The U.S. 10-year Treasury bond yield rose to a 2.88% early on Monday, the highest level since December 2018, per data provided by charting platform TradingView. The nominal and real or inflation-adjusted U.S. bond yields have been on a tear in recent weeks, thanks to high inflation and the Federal Reserve's plans to deliver rapid-fire rate hikes. So risk assets, including technology stocks and cryptocurrencies, have come under pressure.
According to George Liu, head of derivatives at Babel Finance, bitcoin's strengthening correlation to stocks could be the more dominant reason behind the dip below $40,000.
"The tax issue has been known and anticipated in the markets already, so we don't see that as a decisive factor for the current price dip," Liu said. "Basically, the short-term correlation between bitcoin and U.S. stocks has reached a new peak."
Crypto services provider Amber Group voiced a similar opinion, saying, "a lot has to do with the poor macro conditions... look at equities and Nasdaq [tech-heavy index] and the rise in the real yields."
The rolling 90-day correlation between bitcoin and the Nasdaq Composite recently broke above 0.6, according to institutional bitcoin broker NYDIG.
Who is selling?
Blockchain data shows the selling pressure is likely coming from short-term traders with significant holdings.
"Checking on the overall Bitcoin network movement from spent output age band USD and spent output value band USD, it seems like the cohort most active during the price change seen a few hours ago was mostly 0~1 week aged coins + UTXO volume in 1M+ USD," Chan Chung, head of marketing from South Korea-based analytics firm CryptoQuant, told CoinDesk in a Telegram chat.
The spent output age band is a set of all spent outputs created within a specified age band that flowed into exchange wallets. As Chung said, mostly 0-1 week aged coins were in action on Monday, meaning the selling pressure likely stemmed from short-term traders.
Further, the spent output value band, which shows the distribution of all spent outputs according to their value, shows most of the coins that moved into exchanges early today were from 10-100 BTC and 100 BTC and 1,000 BTC cohorts.
However, the data is subject to different interpretations; given blockchain metrics have their limitations. A whale, or large coin holder, can hold its stack in multiple addresses for years. "Whales might have split their wallet yesterday, which makes it look like 0~1 day UTXO; in reality, it could have been aged for more than three years," Chung noted.

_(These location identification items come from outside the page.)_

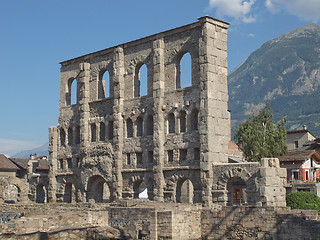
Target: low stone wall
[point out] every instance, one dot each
(77, 234)
(259, 223)
(150, 220)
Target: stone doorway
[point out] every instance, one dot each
(41, 194)
(98, 190)
(236, 191)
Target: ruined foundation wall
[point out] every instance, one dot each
(260, 223)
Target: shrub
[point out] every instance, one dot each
(303, 200)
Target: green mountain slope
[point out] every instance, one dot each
(284, 72)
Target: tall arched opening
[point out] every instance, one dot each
(236, 191)
(184, 191)
(98, 190)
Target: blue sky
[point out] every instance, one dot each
(36, 34)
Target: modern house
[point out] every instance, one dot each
(302, 161)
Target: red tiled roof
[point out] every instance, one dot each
(233, 150)
(299, 155)
(43, 165)
(301, 131)
(5, 163)
(21, 162)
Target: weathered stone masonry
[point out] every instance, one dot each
(171, 142)
(124, 141)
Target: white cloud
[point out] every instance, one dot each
(238, 9)
(9, 146)
(271, 6)
(306, 9)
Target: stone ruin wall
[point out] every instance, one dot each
(123, 142)
(173, 141)
(149, 220)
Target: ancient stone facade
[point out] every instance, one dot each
(112, 142)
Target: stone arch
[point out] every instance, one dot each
(62, 137)
(11, 193)
(140, 126)
(236, 188)
(72, 93)
(68, 192)
(141, 81)
(171, 123)
(226, 178)
(141, 183)
(184, 70)
(101, 85)
(41, 193)
(93, 128)
(149, 125)
(183, 121)
(129, 128)
(105, 84)
(184, 190)
(194, 120)
(70, 136)
(102, 132)
(77, 135)
(98, 189)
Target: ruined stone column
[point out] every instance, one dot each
(83, 82)
(53, 150)
(84, 109)
(158, 119)
(118, 86)
(214, 117)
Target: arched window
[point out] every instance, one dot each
(106, 84)
(185, 191)
(77, 135)
(140, 126)
(72, 94)
(141, 81)
(41, 194)
(62, 137)
(93, 132)
(98, 189)
(194, 119)
(140, 189)
(129, 128)
(149, 125)
(102, 132)
(110, 130)
(184, 73)
(171, 123)
(70, 136)
(67, 197)
(183, 121)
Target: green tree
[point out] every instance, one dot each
(259, 137)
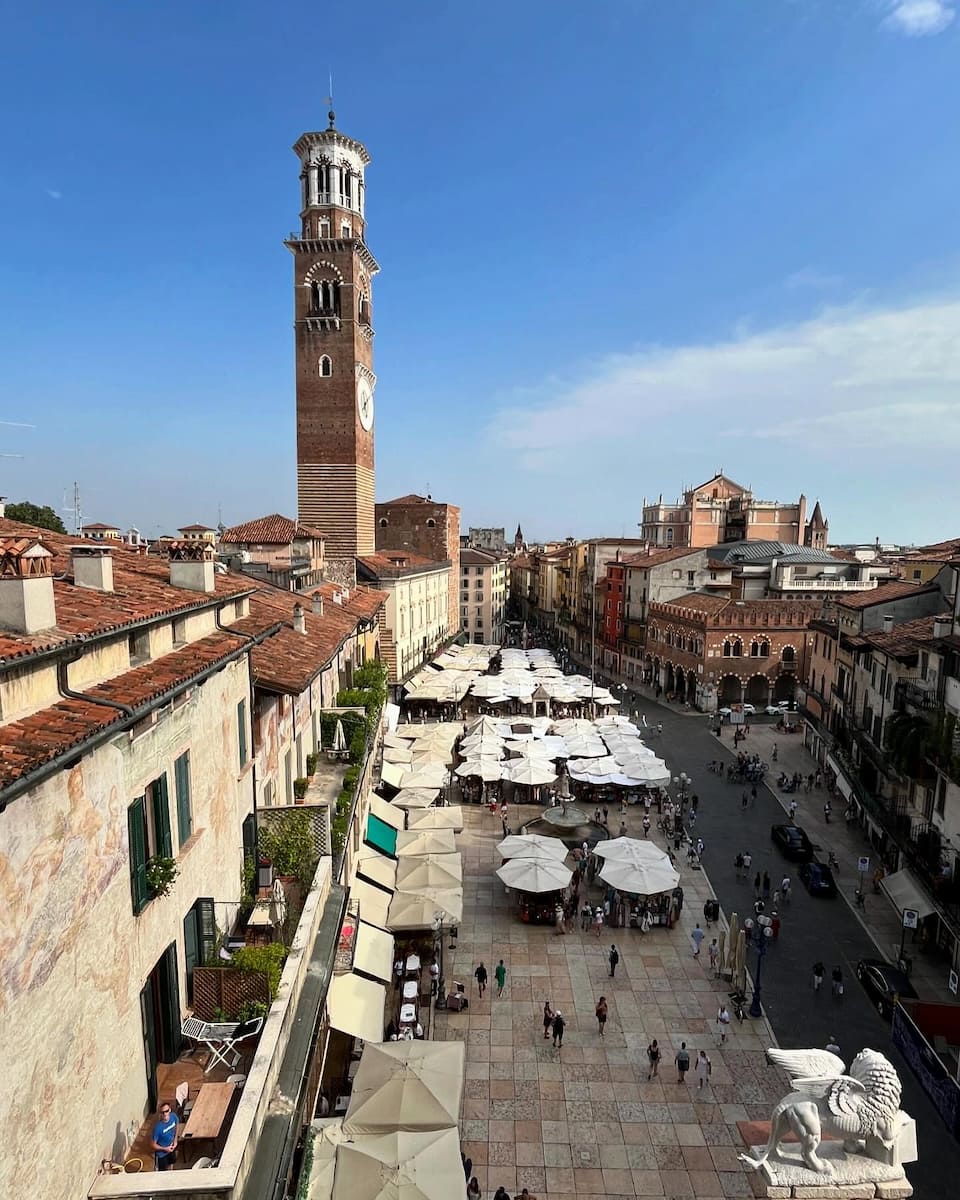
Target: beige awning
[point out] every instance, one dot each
(375, 903)
(407, 1085)
(425, 841)
(450, 817)
(393, 773)
(409, 910)
(429, 871)
(355, 1006)
(906, 893)
(373, 952)
(385, 811)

Bearish derivative market flows
Derivative traders seem to be positioning for an extended decline in bitcoin, as evidenced by the rising put-call skews, which measure the cost of puts relative to calls.

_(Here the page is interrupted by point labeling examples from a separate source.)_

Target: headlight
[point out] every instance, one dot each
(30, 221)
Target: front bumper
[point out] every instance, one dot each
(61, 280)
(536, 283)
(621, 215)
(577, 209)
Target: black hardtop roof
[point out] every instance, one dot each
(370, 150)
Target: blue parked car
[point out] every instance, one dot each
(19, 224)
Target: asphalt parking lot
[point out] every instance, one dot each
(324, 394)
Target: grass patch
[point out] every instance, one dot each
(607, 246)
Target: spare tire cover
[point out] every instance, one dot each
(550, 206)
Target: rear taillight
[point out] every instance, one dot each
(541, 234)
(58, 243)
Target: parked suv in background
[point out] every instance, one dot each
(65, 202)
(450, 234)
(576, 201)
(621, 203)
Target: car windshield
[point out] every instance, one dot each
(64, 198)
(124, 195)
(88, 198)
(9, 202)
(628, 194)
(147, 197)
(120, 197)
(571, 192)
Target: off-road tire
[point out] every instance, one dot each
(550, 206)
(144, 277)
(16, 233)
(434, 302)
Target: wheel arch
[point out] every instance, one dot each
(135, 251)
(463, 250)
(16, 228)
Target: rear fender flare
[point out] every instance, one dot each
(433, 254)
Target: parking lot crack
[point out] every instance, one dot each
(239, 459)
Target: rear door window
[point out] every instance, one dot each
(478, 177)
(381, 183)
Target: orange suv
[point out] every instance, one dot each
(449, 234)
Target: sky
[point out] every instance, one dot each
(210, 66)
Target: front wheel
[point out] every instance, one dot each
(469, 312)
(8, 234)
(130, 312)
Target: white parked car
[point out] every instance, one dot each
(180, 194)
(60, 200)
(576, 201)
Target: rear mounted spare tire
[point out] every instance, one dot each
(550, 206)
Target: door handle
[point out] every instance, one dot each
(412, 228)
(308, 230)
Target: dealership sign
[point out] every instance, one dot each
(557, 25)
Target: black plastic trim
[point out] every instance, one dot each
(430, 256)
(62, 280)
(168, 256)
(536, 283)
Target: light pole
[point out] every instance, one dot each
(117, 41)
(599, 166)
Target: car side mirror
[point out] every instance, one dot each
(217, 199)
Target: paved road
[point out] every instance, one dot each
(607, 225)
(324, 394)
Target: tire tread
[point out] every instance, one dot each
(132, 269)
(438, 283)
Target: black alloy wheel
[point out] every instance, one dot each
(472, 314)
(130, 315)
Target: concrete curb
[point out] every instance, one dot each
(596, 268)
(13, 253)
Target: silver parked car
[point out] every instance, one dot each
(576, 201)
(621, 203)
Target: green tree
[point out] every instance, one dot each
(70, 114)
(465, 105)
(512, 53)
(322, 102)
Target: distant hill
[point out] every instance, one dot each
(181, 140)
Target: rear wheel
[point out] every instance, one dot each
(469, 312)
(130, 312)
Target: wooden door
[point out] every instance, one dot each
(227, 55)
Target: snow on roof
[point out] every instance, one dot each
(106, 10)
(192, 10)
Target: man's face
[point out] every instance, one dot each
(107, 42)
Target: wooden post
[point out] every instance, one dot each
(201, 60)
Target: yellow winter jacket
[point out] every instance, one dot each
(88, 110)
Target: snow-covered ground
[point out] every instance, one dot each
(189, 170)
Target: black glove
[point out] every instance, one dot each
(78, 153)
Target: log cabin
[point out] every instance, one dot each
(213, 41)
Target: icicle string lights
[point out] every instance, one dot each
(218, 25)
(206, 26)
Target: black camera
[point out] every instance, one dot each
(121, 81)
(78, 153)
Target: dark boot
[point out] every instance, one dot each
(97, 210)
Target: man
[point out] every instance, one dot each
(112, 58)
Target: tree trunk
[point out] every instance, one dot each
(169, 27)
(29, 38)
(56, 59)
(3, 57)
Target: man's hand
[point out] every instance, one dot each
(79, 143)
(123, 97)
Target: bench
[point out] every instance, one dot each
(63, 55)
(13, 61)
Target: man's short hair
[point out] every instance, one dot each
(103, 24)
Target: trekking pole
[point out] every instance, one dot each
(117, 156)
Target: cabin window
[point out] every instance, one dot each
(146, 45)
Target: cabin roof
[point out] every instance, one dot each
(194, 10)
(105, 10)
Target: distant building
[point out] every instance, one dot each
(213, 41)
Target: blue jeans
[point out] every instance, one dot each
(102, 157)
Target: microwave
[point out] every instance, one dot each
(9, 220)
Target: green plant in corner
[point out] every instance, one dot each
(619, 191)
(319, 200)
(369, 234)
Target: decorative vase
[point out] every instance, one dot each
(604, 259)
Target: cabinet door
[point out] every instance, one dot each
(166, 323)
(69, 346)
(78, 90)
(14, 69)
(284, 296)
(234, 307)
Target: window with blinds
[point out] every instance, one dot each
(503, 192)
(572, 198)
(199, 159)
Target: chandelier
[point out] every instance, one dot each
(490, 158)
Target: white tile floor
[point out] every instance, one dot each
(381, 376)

According to Babel's Liu, open interest in the cash-margined perpetual futures market is increasing alongside the demand for downside hedging. In other words, traders appear to be betting on a downward move.
That could be the case because funding rates, or the cost of holding long or short positions in the perpetual futures market, have turned negative, according to data from Coinglass.com
"Selling pressure resurfaced in the perpetual market as bid transactions surpassed the ask side," said Glassnode's Uncharted newsletter, dated April 17. "The number of perpetual contracts with negative funding rates increased, reinforcing the downward pressure."
A negative funding rate implies traders have a strong belief that the market is going down and they are paying a cost to shorten it.